= Wendy Scott =

British Münchausen syndrome patient (1948–1999)

Wendy Scott (1948, Wemyss, Scotland – 14 October 1999, London) was considered one of the most notable cases of Münchausen syndrome on record, in part because of the severity of her condition and in part because she was a rare case of complete recovery from the syndrome, which many doctors consider untreatable.

Scott compulsively sought medical care for stomach aches that she did not experience. She found people cared for her at the hospital, and returned seeking that care. If she was discharged or kicked out, she would move to a different hospital, travelling as much as 300 miles across the UK or visiting Europe to be hospitalised. She had 42 needless operations and was admitted 600 times during a 12 year span.

Twice she was jailed for illegally obtaining drugs, board and lodgings. She had been sectioned several times before finally being diagnosed with Munchausen's syndrome. It was a relief to Scott when she could finally name her diagnosis and find others who also struggled with it.

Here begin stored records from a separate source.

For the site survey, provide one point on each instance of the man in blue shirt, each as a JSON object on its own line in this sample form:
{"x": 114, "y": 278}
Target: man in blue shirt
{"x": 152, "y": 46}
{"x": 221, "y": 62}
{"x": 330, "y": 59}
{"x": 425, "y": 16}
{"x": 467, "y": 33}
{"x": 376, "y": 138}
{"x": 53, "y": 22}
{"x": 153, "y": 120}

In 1982 Scott founded the Munchausen Syndrome Self-Help Group in London. In 1993 there were around five regular members. They were based across the UK, and communicated through letters and phone calls.

In 1997 Scott began to experience stomach pains, but found no medical providers in London would see her due to her past history. It wasn't until she was taken ill on a holiday in America that she was diagnosed with advanced intestinal cancer. She died aged 50 on 14 October 1999.